I'd suggest you take a look at Gadamer's "Truth and Method".
Despite my better judgment, I'm going to try to flesh out this answer a bit.
First: as the original question points out, the "Socrates problem" is not really relevant to the actual question at hand. The "Socrates problem", in the sense of "the problem of the historical Socrates" is quite unusual in that we possess no texts attributed to Socrates, but rather, three distinct reports of him (coming from Plato, Aristophanes, and Xenophon), each of whom had their own polemical purposes. This problem does not apply to the vast majority of philosophers we're interested in, who left texts.
So, the question then becomes one of the interpretation of texts: how do we know when we have interpreted a text "correctly"? Further, what would "correctly" mean in this case: the recovery of authorial intent? The branch of philosophy [*] that these questions belong to is termed 'hermeneutics', and there exists a vast literature on the subject. If one were interested in a historical view, Schleiermacher would be the place to start, but I wouldn't recommend that, for the following reason:
There exists a seminal text in hermeneutics, which stands as the sine qua non for all later work in the field: Truth and Method, by Hans-Georg Gadamer.
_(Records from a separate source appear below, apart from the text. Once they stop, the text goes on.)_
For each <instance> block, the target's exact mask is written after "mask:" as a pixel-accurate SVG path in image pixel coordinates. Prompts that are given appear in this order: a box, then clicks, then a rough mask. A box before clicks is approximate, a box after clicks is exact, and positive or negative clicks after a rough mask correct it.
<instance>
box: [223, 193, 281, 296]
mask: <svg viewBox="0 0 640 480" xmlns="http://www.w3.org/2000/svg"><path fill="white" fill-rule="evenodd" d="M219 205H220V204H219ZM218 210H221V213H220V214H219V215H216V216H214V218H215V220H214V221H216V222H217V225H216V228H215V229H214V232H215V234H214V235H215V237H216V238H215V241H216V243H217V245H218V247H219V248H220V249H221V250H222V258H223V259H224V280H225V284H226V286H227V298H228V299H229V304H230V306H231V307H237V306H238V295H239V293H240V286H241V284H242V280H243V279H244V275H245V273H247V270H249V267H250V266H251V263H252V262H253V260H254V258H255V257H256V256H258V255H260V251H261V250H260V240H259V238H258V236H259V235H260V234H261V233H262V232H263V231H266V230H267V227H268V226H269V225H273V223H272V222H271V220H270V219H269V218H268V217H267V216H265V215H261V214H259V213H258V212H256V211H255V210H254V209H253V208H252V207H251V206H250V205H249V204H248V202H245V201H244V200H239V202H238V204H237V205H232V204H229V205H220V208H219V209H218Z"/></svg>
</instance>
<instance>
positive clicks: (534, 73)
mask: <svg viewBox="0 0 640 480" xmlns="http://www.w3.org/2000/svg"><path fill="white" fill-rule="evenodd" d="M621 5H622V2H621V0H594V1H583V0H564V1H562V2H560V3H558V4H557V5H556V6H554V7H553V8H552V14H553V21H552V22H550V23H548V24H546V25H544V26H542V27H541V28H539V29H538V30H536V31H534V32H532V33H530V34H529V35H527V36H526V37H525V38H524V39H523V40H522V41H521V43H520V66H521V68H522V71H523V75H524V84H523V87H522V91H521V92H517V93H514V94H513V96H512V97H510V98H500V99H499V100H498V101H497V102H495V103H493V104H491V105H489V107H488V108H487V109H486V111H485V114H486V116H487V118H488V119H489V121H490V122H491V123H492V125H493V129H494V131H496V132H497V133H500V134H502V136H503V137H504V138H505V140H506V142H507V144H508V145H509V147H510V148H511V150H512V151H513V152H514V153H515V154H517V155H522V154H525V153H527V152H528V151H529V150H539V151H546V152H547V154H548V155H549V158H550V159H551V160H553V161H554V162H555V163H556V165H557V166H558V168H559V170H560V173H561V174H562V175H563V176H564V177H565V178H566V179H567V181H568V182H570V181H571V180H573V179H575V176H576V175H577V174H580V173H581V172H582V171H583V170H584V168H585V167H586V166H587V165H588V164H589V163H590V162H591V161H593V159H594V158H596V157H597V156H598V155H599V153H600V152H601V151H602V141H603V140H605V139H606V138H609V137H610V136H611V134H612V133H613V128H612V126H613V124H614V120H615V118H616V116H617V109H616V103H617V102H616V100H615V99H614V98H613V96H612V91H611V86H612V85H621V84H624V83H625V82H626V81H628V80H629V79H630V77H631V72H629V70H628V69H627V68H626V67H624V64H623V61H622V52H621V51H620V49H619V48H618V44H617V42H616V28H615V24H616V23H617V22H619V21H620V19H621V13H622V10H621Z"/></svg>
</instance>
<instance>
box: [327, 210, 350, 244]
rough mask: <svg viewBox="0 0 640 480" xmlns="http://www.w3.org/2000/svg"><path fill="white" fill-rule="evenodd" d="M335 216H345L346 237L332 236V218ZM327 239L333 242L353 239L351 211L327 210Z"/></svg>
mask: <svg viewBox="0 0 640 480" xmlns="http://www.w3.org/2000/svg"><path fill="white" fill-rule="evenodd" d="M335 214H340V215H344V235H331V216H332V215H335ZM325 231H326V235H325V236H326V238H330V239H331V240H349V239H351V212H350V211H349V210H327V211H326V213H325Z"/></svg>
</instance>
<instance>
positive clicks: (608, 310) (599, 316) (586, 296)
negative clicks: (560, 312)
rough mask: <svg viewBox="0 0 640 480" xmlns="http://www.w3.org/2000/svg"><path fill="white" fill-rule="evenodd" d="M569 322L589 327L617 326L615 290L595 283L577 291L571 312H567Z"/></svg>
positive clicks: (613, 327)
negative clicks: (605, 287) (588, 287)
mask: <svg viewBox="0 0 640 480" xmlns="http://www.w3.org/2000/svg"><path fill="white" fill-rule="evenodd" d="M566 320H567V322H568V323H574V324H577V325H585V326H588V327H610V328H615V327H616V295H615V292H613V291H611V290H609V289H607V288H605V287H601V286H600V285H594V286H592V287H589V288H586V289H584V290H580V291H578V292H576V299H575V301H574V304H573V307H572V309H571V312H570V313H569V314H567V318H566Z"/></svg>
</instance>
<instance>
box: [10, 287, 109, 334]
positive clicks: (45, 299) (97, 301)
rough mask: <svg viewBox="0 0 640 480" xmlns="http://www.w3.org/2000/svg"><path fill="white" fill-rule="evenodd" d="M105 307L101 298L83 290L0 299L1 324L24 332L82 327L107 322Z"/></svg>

Attempting to discuss hermeneutics without reference to Gadamer would be like trying to discuss physics without recourse to Newton-- you'd spend half of your time reinventing his vocabulary, even if you wanted to disagree with him.
In short, if questions of interpretation interest you at all, there's not much point in going any further before you have grappled with this text.
Fortunately, it is available in English translation, ubiquitous at libraries, cheap in paperback, and easy to read.
Thus, in my opinion, there is only one answer to your question: take a look at Gadamer's "Truth and Method". When there is a major philosophical text that deals directly with the fundamental problematic underlying your question, there's no other responsible answer than a simple referral to the text in question. And, naturally, if for some reason one is unable to take the time to read the primary text, there are easily available secondary and tertiary resources which are easily found with the knowledge of the author and title of the primary work.
[*] and/or philology, but that's a discussion for another day.